On 11/20/98 17:57:42 you wrote:
>
>
>I know this isn't a support channel, but Netapp's not been useful at all,
>so what the heck:
>
>I have an F630 that's run well enough for five months. On Sunday we
>upgraded our filer to 5.1.2 from 5.0.1d4 at the suggestion of our Netapp
>SE.
>
>Since then, it's come grinding to a halt each day.
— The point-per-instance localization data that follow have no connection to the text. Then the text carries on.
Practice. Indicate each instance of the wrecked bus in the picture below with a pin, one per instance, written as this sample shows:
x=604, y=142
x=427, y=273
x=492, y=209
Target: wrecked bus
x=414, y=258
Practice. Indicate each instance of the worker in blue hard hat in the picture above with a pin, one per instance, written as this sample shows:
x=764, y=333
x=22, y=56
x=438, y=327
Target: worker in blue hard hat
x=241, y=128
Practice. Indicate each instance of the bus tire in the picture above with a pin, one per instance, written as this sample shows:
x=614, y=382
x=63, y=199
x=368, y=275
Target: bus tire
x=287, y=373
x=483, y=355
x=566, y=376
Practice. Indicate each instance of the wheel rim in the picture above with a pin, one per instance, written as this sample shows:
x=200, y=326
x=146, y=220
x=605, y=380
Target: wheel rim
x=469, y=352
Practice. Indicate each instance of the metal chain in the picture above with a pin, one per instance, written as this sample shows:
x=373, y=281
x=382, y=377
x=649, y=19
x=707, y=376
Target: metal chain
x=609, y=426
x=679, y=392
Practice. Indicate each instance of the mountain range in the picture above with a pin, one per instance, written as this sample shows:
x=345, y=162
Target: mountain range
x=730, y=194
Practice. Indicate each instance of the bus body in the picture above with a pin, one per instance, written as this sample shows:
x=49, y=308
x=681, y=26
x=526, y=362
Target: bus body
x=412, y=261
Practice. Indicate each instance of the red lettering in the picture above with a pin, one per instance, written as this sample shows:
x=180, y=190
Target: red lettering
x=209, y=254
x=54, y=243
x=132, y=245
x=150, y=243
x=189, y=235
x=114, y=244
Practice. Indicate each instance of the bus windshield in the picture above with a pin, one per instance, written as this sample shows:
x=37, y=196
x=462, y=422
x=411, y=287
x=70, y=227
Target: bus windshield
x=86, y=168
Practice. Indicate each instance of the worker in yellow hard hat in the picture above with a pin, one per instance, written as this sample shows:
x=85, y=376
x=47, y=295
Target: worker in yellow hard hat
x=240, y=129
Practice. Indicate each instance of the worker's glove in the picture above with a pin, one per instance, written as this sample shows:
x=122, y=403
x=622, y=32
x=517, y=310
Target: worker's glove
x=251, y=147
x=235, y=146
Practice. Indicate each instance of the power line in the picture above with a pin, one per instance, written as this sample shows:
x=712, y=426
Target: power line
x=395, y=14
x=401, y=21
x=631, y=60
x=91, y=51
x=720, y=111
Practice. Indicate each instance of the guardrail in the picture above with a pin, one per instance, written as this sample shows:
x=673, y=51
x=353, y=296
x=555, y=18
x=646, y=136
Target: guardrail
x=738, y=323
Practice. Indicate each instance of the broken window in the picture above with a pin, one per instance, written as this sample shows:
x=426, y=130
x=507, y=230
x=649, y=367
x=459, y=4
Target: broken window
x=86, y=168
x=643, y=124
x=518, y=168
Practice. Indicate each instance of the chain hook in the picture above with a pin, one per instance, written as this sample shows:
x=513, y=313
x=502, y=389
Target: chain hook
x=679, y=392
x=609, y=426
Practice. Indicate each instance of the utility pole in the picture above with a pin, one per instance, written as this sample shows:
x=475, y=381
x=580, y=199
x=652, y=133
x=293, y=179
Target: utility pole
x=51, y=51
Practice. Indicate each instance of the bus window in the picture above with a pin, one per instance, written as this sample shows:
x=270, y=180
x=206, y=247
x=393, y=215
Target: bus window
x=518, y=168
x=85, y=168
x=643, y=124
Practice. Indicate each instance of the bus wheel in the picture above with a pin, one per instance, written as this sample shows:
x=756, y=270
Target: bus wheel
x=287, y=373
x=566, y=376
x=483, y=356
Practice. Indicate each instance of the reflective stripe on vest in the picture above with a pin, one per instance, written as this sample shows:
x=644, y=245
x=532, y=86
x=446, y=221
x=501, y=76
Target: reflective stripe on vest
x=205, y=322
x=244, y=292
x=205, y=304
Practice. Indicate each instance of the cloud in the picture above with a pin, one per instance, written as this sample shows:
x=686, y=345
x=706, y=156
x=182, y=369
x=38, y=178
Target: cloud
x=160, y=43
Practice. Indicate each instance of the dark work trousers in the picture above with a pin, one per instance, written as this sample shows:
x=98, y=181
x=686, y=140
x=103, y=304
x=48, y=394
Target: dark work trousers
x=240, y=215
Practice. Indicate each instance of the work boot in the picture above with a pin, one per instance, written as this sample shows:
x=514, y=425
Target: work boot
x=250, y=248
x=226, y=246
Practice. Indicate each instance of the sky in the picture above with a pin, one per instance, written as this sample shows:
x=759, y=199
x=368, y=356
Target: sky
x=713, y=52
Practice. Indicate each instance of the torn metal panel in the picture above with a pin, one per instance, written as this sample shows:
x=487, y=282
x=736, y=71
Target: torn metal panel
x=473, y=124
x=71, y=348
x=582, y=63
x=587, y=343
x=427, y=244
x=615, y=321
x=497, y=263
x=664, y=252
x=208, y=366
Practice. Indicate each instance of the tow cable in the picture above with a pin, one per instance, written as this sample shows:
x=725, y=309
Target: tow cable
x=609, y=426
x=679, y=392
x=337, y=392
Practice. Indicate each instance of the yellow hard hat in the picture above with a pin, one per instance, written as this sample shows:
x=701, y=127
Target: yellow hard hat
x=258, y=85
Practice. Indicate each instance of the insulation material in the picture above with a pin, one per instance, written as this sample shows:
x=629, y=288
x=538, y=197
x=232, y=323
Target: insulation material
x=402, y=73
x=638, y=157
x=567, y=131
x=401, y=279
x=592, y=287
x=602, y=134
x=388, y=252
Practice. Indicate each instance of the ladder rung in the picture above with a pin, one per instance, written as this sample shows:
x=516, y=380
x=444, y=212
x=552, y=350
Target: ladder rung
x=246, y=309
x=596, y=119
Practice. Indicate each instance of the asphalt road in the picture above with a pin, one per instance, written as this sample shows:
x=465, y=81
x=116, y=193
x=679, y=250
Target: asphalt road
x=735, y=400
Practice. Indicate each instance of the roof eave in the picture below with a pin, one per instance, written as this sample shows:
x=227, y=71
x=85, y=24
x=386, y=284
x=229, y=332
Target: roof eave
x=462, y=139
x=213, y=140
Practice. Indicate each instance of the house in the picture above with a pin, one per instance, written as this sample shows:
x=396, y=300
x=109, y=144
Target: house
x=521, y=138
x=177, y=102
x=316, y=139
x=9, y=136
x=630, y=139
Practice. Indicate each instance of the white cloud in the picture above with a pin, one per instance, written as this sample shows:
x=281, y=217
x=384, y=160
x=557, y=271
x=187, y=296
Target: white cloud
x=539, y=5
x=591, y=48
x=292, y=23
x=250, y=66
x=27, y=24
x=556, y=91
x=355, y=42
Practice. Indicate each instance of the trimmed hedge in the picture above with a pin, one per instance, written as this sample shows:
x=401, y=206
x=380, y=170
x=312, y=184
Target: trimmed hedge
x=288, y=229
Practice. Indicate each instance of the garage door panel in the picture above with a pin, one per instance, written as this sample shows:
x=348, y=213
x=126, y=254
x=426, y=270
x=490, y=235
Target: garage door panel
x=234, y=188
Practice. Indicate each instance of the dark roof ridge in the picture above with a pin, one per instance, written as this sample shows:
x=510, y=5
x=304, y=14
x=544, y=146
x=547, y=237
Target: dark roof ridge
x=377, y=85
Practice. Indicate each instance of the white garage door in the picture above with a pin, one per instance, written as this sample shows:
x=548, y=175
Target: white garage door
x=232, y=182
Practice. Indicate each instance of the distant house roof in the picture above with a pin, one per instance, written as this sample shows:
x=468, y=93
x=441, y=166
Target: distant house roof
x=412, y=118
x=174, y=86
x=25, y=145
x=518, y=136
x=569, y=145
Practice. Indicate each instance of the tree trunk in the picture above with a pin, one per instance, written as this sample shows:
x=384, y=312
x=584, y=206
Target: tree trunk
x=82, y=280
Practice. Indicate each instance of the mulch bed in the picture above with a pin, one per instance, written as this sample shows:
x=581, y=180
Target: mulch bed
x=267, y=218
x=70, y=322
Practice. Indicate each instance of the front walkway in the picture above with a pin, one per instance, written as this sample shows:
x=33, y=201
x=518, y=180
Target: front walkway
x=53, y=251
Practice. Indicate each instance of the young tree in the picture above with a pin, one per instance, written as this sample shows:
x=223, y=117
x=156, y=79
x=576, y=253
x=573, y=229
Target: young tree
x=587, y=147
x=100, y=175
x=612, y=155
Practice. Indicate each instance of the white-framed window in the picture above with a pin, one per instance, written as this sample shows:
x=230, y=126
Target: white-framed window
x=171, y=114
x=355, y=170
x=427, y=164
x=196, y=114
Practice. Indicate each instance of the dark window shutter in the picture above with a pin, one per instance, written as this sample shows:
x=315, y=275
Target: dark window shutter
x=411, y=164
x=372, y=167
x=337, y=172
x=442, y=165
NFS access starts
>getting really slow, and eventually completely unresponsive. Network
>activity is not high. sysstat shows that cpu, disk, and net are all
>getting lower and lower as clients start dropping their mounts. Things do
>not improve until eventually we reboot it. The telnet interface is fine
>and responsive all the way through.
While many things could cause this, this sounds to me like a classic
resource contention issue, where the filer accumulates more and more
operations that are waiting on a blocked process (like a raid stripe
being written out), and eventually it can't do anything more. This sort
of thing can also happen at a higher level in the networking code. There
have certainly been bugs that have exhibited the symptoms you describe
in the past.
>Netapp's support has asked for crash dumps, etc., but nothing's helped,
>and we're heading into a weekend. They also recommended *not* downgrading
>back to 5.0.1d4. Apparently 5.1.2 has bug fixes that we require(news to
>me).
>
>Has *anyone* seen this? Suggestions? Thoughts?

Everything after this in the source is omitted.